February 27th, 2004

Roman

frustrations and disappointments

Yesterday I got the estimate for the remaining work on my implants. It is as much money as the implants themselves. I don't understand it. I am very distressed by it. I could buy a good car for what I will have put into these three teeth. I am trying to grin and bear it, just get past it, figure out how to finance this part. The first part is nowhere near paid off. That would help.

My movie. I split my project into two parts so I could record two DVDs instead of one, so they would each have 100% quality. But I got an error message that I have not figured out. I posted the question to the pinnacle systems forum and so far do not have an answer from them, either. I may put in a help request.

So I'm feeling a bit distressed. And the kitty's eye infection has returned. Damn.
Roman

Bearing pain

While reading discussions of Gibson's Passion I have been thinking about how Jesus bore his pain. In the movie, he clearly suffered, yet kept getting up and asking for more.

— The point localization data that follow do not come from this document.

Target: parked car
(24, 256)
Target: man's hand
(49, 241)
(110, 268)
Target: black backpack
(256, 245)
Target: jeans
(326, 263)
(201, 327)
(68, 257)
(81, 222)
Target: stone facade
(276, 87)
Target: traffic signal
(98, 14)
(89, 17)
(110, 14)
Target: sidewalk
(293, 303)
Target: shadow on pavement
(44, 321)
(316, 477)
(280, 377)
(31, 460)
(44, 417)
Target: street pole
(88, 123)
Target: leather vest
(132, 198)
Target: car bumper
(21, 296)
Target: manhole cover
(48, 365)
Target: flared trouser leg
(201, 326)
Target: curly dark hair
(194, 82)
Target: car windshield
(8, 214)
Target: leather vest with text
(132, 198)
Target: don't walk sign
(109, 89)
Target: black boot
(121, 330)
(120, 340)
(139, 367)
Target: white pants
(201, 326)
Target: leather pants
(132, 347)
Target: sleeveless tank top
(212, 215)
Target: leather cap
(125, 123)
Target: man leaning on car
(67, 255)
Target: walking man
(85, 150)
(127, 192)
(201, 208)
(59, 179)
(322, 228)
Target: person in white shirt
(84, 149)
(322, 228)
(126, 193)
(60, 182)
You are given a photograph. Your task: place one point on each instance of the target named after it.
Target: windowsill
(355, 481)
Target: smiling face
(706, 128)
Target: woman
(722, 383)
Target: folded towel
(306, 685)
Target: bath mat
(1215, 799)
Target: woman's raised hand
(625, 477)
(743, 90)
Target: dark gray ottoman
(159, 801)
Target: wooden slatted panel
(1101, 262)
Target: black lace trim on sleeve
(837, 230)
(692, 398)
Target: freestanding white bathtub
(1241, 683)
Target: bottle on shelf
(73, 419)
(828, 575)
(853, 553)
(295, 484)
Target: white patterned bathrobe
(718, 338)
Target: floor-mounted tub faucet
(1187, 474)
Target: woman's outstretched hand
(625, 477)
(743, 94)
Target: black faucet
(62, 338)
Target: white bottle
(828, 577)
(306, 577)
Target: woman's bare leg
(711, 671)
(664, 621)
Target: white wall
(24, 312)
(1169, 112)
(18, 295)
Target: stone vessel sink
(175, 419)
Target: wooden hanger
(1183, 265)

I have, at times, been able to lift myself up from pain, to disassociate myself from it, almost Zen-like, I suppose. I use both physical and mental tools to do this. Of course I can't, always, make it work. But I think our bodies work with us in this respect, that they rush endorphins to the rescue when greater levels of pain cannot be endured. In a prolonged torture like Jesus' I would expect to become "spacey" after a while.

So I think about it. I think, Jesus wanted to be conscious so he could bear more.

At the same time I think he could be "above it", take as much as they could give. He would not be calling on God to save him from pain, but instead calling from within himself to be able to endure more.

Clearly, being present for all of it would have the greater impact if you believe he is doing it for you. On the other hand, accepting it all with the strength borne of belief has to mean something too.